Last week MDC stopped providing methadone to new inmates and began stepping current inmates down in dosage, with zero to be provided in the new year. The plan drew criticism, so much so it was put on hold this week while the jail audits potential fallout.
MDC Chief Ramon Rustin has argued that ending the jail’s methadone program is in part a budget concern — the jail has paid a contractor about $160,000 since 2010 to administer the drug. And he says it will have the added benefit of discouraging drug addicts from committing crimes and getting arrested because they know they will have to go through withdrawal in jail.

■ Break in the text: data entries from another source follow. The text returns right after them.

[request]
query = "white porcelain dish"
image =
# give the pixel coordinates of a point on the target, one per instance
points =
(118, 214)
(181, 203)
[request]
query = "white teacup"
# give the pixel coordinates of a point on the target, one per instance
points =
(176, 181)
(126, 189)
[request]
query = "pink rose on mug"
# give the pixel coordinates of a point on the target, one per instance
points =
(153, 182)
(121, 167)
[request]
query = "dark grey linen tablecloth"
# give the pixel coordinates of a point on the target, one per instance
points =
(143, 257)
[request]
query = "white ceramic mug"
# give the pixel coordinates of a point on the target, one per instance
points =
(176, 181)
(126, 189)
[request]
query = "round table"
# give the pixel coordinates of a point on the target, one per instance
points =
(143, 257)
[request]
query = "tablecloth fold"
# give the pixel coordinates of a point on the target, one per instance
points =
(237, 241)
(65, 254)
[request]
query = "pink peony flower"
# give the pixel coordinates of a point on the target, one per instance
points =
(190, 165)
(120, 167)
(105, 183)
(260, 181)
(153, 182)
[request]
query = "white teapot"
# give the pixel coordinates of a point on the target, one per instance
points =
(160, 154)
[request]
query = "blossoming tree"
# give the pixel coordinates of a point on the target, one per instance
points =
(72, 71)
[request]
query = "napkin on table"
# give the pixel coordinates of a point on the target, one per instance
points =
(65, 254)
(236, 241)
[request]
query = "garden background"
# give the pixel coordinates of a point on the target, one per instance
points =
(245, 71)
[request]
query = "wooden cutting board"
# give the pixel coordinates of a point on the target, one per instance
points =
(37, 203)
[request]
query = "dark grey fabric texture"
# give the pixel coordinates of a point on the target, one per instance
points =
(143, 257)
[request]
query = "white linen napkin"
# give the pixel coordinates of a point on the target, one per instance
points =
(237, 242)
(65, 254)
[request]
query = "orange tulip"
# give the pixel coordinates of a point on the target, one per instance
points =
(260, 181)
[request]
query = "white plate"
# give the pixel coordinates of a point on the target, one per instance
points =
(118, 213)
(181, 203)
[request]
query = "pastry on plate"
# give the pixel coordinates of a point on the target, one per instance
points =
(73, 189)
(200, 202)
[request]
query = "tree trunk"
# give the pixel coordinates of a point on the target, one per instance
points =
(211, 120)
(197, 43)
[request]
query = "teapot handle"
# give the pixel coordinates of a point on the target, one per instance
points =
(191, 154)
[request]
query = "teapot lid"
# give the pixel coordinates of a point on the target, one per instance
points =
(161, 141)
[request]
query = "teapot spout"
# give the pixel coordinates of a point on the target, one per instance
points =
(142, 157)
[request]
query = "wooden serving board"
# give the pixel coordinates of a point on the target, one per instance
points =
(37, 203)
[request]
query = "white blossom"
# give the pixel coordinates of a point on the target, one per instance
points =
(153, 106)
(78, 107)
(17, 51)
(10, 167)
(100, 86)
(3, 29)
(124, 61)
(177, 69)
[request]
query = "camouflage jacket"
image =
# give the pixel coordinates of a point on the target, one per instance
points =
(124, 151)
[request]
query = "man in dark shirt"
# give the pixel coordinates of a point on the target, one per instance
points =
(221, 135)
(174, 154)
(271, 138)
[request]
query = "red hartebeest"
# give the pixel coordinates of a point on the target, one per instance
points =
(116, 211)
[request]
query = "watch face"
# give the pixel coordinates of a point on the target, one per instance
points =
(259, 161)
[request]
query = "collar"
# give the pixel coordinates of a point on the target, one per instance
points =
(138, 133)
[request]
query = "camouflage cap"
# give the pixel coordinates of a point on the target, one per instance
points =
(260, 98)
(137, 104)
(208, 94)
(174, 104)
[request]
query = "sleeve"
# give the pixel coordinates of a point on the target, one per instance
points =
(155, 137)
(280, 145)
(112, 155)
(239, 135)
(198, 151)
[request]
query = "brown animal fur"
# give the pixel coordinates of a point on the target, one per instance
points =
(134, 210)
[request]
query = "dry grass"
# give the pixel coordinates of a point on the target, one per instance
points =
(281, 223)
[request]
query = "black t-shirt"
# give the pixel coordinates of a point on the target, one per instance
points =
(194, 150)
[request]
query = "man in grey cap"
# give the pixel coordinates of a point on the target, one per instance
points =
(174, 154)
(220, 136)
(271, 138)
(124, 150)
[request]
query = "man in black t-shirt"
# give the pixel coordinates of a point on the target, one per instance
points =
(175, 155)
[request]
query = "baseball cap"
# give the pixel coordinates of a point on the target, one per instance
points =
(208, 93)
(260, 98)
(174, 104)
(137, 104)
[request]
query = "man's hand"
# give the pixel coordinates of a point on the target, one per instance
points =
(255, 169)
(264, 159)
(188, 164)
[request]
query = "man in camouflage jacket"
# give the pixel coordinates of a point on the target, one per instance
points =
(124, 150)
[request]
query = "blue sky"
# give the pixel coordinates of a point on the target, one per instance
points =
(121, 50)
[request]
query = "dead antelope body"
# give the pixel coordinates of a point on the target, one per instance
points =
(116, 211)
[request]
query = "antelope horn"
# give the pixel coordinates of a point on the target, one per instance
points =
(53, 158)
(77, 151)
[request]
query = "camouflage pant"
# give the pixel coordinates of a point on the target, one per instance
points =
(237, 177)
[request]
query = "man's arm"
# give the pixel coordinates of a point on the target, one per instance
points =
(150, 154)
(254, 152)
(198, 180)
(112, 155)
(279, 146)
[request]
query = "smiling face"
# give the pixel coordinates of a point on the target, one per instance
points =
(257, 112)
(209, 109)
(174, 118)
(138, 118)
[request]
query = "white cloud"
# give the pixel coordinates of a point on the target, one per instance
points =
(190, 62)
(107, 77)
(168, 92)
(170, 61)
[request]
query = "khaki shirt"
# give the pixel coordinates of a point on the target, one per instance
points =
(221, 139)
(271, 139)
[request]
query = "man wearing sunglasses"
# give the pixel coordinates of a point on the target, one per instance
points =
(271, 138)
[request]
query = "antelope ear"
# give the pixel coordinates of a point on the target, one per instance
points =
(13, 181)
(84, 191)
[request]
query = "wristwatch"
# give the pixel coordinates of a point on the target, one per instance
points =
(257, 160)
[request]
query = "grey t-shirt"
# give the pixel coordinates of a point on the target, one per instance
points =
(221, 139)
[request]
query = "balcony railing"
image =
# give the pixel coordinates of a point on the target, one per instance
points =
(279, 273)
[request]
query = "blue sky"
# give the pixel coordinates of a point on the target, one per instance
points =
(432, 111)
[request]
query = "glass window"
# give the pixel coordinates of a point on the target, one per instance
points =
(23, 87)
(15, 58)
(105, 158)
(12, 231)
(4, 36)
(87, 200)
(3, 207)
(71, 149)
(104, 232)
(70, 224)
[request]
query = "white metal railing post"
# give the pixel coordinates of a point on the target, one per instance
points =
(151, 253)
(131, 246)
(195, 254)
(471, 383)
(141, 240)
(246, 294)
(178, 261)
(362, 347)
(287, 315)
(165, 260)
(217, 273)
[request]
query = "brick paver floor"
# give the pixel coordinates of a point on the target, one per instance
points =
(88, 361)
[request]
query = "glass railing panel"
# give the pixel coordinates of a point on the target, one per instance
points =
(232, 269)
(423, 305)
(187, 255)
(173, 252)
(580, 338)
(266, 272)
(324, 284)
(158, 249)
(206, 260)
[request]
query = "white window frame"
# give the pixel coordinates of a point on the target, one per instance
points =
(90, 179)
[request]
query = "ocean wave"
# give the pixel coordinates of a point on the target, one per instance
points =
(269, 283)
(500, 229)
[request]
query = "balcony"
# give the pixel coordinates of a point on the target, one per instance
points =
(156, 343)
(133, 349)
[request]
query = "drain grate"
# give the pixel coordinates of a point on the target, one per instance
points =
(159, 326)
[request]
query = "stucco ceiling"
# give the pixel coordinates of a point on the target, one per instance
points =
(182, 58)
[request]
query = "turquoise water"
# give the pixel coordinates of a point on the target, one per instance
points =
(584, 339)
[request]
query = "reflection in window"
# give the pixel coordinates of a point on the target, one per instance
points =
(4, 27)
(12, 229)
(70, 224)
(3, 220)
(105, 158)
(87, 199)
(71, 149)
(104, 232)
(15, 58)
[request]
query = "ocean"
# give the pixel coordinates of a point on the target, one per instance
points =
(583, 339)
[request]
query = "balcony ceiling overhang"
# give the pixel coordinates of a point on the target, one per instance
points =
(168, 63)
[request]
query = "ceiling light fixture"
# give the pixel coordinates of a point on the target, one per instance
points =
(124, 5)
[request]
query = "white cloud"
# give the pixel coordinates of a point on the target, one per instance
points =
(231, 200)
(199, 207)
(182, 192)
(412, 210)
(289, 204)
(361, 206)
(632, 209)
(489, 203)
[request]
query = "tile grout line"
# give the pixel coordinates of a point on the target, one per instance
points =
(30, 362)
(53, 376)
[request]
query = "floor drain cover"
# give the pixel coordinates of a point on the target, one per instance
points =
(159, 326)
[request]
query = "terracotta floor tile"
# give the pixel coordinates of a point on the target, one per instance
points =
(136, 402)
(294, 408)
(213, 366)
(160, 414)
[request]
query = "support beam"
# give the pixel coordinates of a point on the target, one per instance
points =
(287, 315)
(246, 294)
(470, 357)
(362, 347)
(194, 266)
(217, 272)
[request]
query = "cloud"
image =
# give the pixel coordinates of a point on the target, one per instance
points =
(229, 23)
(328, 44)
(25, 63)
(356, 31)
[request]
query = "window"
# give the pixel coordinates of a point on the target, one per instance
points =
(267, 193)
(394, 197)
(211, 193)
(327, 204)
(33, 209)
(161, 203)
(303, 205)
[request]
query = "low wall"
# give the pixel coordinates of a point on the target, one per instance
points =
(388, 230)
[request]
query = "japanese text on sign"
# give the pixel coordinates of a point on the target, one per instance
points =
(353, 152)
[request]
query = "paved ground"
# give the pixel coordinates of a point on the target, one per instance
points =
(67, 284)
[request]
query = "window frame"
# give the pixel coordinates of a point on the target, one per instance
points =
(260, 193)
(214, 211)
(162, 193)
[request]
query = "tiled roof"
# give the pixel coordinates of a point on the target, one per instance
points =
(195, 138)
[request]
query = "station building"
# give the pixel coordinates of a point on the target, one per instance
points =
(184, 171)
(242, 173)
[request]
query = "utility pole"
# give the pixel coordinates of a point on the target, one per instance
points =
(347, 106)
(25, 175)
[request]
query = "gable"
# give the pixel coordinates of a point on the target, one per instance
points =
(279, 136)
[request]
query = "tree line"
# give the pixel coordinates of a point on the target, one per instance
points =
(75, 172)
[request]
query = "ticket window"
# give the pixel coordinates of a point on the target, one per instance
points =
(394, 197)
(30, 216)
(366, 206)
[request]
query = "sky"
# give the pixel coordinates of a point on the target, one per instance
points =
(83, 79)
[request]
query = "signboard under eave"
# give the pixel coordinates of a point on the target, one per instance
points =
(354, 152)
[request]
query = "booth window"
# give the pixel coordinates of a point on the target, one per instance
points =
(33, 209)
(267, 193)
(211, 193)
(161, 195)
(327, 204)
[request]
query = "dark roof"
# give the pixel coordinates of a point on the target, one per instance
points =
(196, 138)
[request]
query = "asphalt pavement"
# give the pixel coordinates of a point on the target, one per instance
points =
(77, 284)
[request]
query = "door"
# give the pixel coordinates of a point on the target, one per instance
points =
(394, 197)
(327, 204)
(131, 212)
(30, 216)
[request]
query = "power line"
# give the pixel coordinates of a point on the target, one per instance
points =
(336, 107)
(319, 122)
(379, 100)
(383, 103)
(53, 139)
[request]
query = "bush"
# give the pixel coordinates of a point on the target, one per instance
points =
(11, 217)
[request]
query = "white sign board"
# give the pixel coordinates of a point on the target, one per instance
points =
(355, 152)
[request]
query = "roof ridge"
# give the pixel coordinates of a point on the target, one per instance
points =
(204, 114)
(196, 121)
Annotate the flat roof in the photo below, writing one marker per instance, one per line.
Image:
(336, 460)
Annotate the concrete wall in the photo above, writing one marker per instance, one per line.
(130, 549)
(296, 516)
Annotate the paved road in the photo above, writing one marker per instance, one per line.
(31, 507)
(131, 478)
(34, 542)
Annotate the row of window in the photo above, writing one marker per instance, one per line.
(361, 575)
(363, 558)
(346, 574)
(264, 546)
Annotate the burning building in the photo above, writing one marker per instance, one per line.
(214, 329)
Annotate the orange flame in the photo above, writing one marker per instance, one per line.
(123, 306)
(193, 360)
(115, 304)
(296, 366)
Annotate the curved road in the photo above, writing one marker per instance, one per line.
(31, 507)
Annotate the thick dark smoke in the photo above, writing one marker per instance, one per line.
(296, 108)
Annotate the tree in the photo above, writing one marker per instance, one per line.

In a perfect world where junkies make smart decisions, maybe. But this is New Mexico, which has the nation’s highest death rate from drug overdoses. Where addiction is so prevalent that Medicaid coverage was expanded this fall to cover methadone to treat people addicted to heroin and painkillers. And where the state prison system is busy attacking the smuggling of Suboxone — the next generation choice of heroin withdrawal treatment.
MDC guards have voiced concerns about increased violence if methadone is banned. Union president Stephen Perkins says distressed heroin addicts can “become very violent and aggressive.” They also may end up in a fetal position, crying, sweating, vomiting, defecating and likely being beaten senseless by other inmates who become sick of their sickness. The overcrowded MDC has a not-toodistant history of brutal inmate-on-inmate violence — it’s important to consider both scenarios and prepare for them if this policy change is likely to add to the problem.
Finally, there is the question of humane treatment. It could be argued that forcing addicted/in-treatment inmates serving short stints in the county lockup to go cold turkey off heroin or methadone doesn’t meet that standard. A proposed step-down program would make more sense.
The jail is using the audit to sort out the legal, medical and efficacy issues of continuing to provide methadone to inmates — 87 currently. It is important officials also consider the issues of contraband, safety and humanity for a more compete picture of the bottom line.